Try writing in terms of case studies or practical use cases — real examples of the processes and tools in action. For UXPin, I tried to reference separate how-to articles I’d already written, though people appreciated quick examples in the guide itself.

After UXPin cut half of their marketing team in 2017, including myself, the User Guide remained online as a definitive reference for more than a year. As of early 2020, it lives on in addition to a new official set of feature-based docs.)

Choose the right voice for the job

In my experience, no one reads internal documentation more than new-hires. They benefit from guides that encourage as well as inform.

New people within an organization have a different mindset than end users or the general public. The right documentation style will make them feel welcome and inspire confidence, which facilitates learning. People are more receptive to education when they feel like you’re paying attention to them, like you care about them.

While documenting an internal system at Walmart Labs, I suggested writing a tutorial that explained the difference between two similar, but unrelated, processes. To set the tone, the draft used an informal voice.

Here’s an example of formal voice.

“Originally, feature X was designed to enable people to Y.”

What makes it formal? It refers to abstract entities — “was designed” implies without naming a designer, and “people” is a vague crowd somewhere. Passive voice is a shade less personal than active.

Here’s the same sentence with conversational voice.

“Developers originlly built feature X to let you do Y. But you’ll get better results if you follow this shortcut ….”

Not only does this educate the reader, but it subtly brings them onboard. Sharing shortcuts, hacks, and effort-saving makes people confident that you’re on their side, giving them information beyond what ordinary users know.

This chart shows the differences between a friendly, casual voice and a formal, impersonal voice.

Write as if you are confiding in her/him. This isn’t some generic feature list for the public. You’re making a new coworker feel welcome with your writing. I’m on your side. Here’s what I’ve learned. Let me help you get up to speed. We’re in this together.

In the end, Walmart Labs opted to explain their processes through a required onboarding article rather than elaborate on the reference docs. Sometimes people set priority on meeting deadline, and writing new documentation takes time.

Don’t joke

Of course, it’s possible to go overboard with friendly onboarding.

Regardless of their mindset, remember that people who read documentation don’t want to. The docs is a means to a goal — namely, using what the documentation describes. Everyone who reads docs is either in a hurry or dreading the read. Sometimes both.

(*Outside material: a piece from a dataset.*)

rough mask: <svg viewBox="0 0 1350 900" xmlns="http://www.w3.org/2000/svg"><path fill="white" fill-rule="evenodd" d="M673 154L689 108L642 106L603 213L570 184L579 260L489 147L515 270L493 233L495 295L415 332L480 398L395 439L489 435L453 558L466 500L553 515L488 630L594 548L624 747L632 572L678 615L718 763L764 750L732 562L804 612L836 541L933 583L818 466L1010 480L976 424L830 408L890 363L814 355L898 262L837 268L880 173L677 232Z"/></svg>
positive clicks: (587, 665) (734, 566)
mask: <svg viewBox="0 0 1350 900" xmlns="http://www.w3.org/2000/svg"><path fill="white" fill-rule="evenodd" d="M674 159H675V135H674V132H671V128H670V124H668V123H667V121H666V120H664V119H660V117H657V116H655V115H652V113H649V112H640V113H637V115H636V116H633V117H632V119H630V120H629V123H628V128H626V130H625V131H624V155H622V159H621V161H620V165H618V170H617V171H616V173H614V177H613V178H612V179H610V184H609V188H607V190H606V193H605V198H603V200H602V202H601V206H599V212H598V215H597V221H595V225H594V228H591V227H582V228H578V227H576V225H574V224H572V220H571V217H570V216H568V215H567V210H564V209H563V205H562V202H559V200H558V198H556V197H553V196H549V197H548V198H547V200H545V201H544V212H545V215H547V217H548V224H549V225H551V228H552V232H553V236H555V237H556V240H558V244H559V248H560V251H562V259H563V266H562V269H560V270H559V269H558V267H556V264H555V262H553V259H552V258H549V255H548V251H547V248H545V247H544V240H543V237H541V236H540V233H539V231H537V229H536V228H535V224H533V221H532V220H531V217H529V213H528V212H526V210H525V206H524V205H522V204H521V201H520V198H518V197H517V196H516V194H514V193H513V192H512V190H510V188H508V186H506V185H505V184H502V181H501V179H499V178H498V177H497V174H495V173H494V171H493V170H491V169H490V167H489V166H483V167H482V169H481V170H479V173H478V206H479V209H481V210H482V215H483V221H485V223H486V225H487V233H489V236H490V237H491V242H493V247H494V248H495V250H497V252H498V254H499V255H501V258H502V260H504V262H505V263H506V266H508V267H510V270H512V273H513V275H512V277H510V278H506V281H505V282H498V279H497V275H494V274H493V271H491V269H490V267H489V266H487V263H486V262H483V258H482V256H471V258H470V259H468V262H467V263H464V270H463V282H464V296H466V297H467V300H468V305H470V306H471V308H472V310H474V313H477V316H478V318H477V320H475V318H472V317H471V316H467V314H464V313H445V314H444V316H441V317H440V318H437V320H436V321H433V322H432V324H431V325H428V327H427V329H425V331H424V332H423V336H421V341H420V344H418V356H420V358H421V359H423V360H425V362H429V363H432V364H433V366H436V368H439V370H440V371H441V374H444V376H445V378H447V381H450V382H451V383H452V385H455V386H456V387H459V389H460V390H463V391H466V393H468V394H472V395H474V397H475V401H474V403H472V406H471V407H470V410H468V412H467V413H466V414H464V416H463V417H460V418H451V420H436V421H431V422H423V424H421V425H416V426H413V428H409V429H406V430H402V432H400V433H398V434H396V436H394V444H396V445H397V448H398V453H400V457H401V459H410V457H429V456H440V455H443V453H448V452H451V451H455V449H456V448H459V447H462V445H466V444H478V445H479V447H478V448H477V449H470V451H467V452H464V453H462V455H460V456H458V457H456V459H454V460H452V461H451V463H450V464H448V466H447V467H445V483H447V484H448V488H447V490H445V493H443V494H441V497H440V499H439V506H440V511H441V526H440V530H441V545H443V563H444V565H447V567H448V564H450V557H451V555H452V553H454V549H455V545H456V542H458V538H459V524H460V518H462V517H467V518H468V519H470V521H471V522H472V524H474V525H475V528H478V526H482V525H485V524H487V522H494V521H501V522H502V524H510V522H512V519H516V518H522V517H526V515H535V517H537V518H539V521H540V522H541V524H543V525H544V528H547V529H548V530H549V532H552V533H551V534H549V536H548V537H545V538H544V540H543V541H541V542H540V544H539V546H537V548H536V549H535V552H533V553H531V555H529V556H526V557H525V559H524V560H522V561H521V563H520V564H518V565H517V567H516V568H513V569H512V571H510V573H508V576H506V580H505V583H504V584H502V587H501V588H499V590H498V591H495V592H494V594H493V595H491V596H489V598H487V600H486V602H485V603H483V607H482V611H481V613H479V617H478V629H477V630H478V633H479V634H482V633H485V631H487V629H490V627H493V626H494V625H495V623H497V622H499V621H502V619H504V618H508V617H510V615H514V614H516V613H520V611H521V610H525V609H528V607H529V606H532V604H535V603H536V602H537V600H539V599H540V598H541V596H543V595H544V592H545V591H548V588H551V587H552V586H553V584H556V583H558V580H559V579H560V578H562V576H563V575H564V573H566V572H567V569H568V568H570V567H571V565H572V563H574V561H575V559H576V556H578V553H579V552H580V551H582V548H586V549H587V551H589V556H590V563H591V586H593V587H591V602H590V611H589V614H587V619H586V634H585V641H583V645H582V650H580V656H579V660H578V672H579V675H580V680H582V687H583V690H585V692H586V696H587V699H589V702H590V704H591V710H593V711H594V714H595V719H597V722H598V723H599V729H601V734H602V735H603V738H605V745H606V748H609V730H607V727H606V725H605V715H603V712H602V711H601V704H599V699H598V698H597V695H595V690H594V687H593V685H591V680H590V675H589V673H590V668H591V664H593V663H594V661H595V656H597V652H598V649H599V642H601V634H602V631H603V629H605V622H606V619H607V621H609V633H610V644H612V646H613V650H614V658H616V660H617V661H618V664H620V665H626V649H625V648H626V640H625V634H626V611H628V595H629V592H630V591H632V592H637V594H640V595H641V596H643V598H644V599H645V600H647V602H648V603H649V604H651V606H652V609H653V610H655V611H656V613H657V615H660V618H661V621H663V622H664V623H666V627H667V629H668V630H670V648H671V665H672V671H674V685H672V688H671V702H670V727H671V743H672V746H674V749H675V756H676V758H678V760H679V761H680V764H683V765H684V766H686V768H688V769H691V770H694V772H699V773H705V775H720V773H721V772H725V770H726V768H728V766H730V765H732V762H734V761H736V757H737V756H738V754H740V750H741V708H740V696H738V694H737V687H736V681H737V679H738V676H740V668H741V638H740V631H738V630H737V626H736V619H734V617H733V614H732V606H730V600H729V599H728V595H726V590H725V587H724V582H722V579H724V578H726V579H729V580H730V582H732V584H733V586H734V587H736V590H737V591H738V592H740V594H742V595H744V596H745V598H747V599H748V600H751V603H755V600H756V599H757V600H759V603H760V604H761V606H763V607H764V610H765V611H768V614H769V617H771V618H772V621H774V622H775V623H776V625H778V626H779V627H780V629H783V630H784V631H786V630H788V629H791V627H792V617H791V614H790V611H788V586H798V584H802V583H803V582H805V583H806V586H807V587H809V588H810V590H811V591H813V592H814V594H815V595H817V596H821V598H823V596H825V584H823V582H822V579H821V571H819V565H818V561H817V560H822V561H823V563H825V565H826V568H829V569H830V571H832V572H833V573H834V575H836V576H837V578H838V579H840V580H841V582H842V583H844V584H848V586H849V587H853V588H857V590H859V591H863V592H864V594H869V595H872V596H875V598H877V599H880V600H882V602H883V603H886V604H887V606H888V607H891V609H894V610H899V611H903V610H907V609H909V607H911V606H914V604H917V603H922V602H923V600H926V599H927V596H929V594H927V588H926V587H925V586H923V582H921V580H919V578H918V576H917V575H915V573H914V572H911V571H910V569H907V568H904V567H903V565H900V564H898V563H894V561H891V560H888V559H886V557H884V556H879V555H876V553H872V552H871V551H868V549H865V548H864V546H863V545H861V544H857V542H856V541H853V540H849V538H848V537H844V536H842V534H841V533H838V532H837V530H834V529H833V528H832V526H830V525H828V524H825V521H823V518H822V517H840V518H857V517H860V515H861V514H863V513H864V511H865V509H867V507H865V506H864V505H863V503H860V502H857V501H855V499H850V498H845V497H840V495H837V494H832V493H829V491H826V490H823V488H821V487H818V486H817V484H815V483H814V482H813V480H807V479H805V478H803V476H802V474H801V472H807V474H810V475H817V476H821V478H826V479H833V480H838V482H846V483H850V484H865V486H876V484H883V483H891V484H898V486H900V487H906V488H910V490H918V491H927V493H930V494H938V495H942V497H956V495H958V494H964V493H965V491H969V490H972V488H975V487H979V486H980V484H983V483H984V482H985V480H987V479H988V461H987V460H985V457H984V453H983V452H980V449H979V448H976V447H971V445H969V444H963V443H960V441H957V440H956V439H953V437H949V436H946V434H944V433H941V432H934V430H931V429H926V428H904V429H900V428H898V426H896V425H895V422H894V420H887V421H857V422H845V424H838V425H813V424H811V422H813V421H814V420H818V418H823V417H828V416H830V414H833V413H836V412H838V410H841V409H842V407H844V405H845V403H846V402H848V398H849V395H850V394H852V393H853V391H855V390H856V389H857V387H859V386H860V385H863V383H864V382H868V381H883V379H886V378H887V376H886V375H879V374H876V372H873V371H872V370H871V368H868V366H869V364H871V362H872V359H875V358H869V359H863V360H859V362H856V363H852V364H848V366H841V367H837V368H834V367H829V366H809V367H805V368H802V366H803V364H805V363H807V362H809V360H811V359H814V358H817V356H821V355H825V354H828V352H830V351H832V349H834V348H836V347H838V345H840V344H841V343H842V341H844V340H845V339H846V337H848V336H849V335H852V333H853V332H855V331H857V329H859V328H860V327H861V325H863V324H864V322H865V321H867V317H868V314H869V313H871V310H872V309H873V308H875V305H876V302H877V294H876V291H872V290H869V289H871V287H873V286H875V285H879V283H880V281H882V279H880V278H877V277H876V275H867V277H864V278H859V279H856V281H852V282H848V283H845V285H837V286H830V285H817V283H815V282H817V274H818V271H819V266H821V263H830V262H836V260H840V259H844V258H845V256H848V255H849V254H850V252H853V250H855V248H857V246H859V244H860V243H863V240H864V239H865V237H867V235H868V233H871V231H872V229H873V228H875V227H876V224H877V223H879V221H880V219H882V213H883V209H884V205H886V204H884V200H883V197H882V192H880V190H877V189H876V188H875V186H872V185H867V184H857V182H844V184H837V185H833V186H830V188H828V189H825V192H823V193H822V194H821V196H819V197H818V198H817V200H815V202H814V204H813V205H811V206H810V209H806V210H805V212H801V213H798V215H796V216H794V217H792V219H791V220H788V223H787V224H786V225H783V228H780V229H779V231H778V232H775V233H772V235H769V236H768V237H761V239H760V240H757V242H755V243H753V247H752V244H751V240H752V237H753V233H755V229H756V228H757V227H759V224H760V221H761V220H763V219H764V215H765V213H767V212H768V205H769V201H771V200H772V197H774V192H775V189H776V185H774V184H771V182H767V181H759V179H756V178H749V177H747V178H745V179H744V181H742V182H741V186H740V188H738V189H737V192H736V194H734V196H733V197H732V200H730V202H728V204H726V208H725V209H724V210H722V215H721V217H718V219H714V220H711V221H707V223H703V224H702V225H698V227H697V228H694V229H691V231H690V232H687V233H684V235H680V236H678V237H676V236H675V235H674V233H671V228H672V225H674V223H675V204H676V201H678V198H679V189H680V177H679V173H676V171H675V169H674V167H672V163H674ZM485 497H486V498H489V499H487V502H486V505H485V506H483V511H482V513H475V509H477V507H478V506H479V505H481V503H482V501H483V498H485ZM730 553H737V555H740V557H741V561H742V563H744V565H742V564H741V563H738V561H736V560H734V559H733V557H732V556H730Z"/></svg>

Unless it’s built into a game, don’t gamify your documentation. You can write docs with a friendly or encouraging voice, but not by adding bulk. Consider this example:

“Using this feature will prevent your widget production process from turning into a skit worthy of Monty Python. Here’s how you can always look on the bright side of life.”

Jokes alienate certain audiences. Not everyone is familiar with The Life of Brian, and jokes without context are like images without alt attributes.

Also, people who don’t like puns interpret them as desperation. That erodes confidence in you. They’re not worth the risk.

“Using this feature will streamline the widget production process.”

This example trades fun for expediency. People get the information they want, even though the writing feels more generic. Is there a middle ground? Sort of.

Injecting humor only works if:

  • You continue to sprinkle in references
  • The running theme fits the feature’s benefit

Otherwise, don’t joke about it.

Going forward

Guides and references each have their place, and can work together for towards a common goal. But it’s a mistake to favor one over the other. Get to the point with references for people who want quick facts. Lead people through the basics with guides.